On April 8, Nick Catoggio, my Dispatch colleague, dubbed an earlier stoppage with Iran “Schrödinger’s ceasefire.” This was a reference to the famous thought experiment by the physicist Erwin Schrödinger, who was trying to explain the weirdness of “superpositionality” in quantum physics. A cat in a box is both dead and alive at the same time until you open the box. Schrödinger meant to illustrate the absurdity of the idea that particles aren’t any one thing, but a “cloud of probabilities.”
The Trump administration is stuck in a word cloud of probabilities of his own making. The war is over. The war is on. The war isn’t a war. We have a deal, but we don’t have a deal, but we’re about to have a deal. We destroyed Iran’s military. No, we left it intact. We want regime change. No we don’t. We already accomplished it. We “obliterated” Iran’s nuclear program a year ago. We had to go to war in February to prevent nuclear war. The Strait of Hormuz is open, closed, or something in-between. No deal without “unconditional surrender.” Let’s make a deal!
This everything-all-at-once vibe can be disorienting, particularly since most Americans didn’t have a war with Iran on their bingo cards until the shooting had already started. President Trump didn’t prepare the country or consult with Congress beforehand because he thought it would all be a smashing success in a matter of weeks.
The miscalculation that started it all: killing Iran’s Supreme Leader, Ayatollah Ali Khamenei, and much of Iran’s senior leadership, on the first day of the war. To “the great proud people of Iran, I say tonight that the hour of your freedom is at hand,” Trump announced on Feb. 28. “When we are finished, take over your government. It will be yours to take. This will be probably your only chance for generations.”

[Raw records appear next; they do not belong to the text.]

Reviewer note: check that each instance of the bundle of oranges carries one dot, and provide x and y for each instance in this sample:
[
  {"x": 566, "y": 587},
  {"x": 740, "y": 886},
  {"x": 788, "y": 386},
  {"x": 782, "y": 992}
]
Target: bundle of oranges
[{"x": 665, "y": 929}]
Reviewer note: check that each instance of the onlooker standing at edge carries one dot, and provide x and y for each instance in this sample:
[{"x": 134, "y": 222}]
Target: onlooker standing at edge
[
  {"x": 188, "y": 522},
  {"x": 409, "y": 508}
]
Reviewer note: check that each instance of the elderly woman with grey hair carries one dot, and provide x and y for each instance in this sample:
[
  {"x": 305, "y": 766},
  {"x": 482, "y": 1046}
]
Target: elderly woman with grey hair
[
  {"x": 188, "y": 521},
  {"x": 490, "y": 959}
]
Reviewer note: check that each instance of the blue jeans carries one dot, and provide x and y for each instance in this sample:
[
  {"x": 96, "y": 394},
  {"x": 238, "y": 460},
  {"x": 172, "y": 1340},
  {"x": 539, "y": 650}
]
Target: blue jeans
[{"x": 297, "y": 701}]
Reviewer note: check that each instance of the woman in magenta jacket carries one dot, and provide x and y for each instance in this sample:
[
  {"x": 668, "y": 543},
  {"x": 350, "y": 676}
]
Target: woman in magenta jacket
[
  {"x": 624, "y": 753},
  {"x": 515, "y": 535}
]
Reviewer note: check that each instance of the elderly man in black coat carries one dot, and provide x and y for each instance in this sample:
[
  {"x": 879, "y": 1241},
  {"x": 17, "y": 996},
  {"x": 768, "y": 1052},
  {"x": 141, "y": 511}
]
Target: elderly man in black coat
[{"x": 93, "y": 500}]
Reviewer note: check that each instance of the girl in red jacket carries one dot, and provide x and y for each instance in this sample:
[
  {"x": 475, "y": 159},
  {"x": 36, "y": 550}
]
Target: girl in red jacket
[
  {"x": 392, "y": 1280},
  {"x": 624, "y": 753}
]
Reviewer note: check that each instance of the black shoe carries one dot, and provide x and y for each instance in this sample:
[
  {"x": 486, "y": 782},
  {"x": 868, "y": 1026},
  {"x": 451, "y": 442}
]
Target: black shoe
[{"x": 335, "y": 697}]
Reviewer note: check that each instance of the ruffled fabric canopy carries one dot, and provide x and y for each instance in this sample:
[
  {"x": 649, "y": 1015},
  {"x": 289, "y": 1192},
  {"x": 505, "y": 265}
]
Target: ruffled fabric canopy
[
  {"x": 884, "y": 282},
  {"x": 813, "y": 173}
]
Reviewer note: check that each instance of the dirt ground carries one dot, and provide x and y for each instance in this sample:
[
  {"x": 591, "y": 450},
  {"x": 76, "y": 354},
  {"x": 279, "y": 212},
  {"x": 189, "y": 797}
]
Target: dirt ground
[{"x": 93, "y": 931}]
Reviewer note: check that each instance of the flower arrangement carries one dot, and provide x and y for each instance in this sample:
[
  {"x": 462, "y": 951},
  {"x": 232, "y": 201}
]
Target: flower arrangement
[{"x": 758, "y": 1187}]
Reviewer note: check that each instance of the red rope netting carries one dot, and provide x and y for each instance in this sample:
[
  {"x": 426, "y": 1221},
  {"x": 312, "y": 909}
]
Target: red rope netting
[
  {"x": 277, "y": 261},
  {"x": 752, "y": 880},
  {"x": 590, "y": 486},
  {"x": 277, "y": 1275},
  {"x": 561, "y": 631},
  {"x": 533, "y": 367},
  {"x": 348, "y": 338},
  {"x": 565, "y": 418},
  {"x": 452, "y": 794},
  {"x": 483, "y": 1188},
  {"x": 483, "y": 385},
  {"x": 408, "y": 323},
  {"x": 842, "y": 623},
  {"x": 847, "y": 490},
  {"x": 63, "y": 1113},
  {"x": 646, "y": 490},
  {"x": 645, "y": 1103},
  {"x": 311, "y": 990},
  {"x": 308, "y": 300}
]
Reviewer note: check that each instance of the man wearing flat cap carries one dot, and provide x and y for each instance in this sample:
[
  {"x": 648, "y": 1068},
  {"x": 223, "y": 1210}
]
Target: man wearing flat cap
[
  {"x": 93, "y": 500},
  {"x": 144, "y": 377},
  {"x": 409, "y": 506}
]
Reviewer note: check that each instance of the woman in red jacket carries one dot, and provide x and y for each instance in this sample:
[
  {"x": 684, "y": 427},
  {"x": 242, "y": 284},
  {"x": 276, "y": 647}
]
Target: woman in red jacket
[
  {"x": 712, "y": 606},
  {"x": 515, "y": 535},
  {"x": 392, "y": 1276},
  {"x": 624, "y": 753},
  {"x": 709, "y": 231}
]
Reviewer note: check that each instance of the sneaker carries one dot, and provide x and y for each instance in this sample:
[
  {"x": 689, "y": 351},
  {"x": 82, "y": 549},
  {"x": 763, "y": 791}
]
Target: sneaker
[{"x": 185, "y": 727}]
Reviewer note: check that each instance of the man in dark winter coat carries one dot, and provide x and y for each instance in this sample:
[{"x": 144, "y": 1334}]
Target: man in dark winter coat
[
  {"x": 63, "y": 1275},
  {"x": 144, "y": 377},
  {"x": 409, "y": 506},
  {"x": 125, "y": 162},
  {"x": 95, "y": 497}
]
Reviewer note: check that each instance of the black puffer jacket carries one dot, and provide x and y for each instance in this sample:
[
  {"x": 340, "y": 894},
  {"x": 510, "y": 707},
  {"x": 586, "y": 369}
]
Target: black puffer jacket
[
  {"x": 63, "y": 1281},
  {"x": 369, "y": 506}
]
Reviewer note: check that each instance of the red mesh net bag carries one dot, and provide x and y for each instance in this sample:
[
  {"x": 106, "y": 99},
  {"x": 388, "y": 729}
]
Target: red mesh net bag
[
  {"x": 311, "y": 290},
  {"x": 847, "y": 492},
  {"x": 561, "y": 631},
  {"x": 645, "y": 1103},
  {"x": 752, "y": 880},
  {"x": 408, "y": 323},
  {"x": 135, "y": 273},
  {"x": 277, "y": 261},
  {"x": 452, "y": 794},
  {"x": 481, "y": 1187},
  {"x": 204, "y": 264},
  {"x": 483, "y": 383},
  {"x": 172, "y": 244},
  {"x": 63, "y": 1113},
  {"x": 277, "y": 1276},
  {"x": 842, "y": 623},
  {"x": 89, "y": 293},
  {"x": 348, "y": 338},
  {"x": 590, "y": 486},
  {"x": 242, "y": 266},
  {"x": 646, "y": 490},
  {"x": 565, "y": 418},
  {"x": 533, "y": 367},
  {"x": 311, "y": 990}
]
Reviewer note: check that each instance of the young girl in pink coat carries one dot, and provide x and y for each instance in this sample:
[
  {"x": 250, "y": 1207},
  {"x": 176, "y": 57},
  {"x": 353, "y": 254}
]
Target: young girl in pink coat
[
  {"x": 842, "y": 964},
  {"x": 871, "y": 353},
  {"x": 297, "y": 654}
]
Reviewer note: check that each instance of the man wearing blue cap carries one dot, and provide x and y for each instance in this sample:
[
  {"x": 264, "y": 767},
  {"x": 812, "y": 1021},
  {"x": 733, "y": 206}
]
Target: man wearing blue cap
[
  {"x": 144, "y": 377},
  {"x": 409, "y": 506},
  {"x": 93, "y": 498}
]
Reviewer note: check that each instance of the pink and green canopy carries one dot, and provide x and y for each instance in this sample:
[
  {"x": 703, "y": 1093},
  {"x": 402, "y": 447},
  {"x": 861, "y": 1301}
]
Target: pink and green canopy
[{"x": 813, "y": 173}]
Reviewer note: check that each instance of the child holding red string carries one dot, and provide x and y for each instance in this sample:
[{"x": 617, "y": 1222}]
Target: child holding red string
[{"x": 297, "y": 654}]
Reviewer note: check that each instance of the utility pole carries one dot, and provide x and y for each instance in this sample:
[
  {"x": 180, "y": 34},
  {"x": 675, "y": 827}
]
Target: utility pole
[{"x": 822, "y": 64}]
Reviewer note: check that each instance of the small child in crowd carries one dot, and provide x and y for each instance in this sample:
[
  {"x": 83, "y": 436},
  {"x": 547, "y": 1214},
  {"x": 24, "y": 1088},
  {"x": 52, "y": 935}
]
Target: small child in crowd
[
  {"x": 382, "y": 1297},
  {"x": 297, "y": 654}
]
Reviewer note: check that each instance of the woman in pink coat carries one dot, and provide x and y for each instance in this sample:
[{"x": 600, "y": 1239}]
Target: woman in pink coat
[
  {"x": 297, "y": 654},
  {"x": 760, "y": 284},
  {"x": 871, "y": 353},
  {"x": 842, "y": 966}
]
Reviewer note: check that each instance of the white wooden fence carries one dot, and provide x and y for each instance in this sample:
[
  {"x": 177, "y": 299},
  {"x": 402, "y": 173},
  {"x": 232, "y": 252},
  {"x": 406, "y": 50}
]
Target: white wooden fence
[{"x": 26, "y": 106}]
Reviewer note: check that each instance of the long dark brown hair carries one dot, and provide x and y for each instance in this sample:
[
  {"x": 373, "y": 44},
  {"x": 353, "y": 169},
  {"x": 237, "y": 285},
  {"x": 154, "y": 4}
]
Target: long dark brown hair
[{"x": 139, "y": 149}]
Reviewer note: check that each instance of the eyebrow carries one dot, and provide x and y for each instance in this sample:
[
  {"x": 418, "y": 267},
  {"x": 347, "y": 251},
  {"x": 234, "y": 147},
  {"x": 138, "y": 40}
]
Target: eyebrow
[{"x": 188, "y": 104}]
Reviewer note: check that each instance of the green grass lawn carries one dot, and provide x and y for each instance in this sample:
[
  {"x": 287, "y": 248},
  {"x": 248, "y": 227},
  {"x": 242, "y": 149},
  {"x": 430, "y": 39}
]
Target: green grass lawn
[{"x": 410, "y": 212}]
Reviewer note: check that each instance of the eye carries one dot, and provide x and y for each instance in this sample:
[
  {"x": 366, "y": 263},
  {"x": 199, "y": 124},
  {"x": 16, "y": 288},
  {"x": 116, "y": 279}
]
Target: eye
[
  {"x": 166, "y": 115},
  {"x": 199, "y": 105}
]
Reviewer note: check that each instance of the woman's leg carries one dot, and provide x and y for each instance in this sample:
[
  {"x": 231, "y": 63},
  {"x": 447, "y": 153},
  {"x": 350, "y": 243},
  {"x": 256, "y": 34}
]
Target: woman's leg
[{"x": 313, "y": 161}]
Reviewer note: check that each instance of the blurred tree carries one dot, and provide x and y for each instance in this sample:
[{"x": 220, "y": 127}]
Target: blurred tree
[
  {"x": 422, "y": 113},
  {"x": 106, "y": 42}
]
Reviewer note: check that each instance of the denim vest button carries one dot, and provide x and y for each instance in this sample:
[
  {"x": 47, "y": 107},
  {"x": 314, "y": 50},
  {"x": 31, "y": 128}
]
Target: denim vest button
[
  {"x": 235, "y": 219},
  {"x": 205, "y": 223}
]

I support regime change in Iran and shed no tears for Khamenei or his goons. But when you start a war by killing the regime’s top leaders, it’s not unreasonable for the remaining ones to conclude that you really intend regime change.
Khamenei was a murderous fanatic, but he was a fairly cautious one. He liked to threaten closing the Strait of Hormuz or attacking our regional allies, but he was reluctant to actually do it, fearing it would invite a regime change war. The mullahs and IRGC goons believed, not unreasonably, that if they lost their grip on power, they’d be lynched by the Iranian people they’ve brutalized for decades.
By starting with a regime change war, Trump removed any reason for the regime not to go for broke. When you have nothing to lose — particularly when you are a millenarian religious fanatic — a Persian Alamo strategy makes a lot of sense.
So Iran closed the Strait of Hormuz and attacked its neighbors.
But it turns out this wasn’t the Alamo. In the contest of wills, Trump blinked. The Iranian regime’s tolerance for punishment proved — so far — to be greater than Trump’s and that of our gulf allies. Militarily we could finish the job, but that would require ground troops and much greater economic turmoil. In a conflict Trump launched unilaterally without the prior support of Congress, NATO or the American people, Trump doesn’t have the political capital for that.
But that’s only half the problem. Trump wants the war over, but he doesn’t want to pay — militarily, economically, politically — what that would cost. So he wants to make a deal that ends it. But there is no deal available that wouldn’t come at an equally undesirable cost. Any deal that looks like what President Obama struck with the Iranians would be too embarrassing to bear. But the Iranians are convinced that they can get just such a deal, and they’re willing to drag things out as long as it takes.
The result: Trump’s in a box of his own making. He thinks he can talk his way out by simply asserting a reality that doesn’t exist. When the financial markets get nervous, he announces a breakthrough that is, at best, a possibility. When the Iranians agree to a deal that looks similar to one Obama might negotiate, Trump goes back to his threats.
It can’t go on forever. But I’m sure it’ll last until long after this column is forgotten.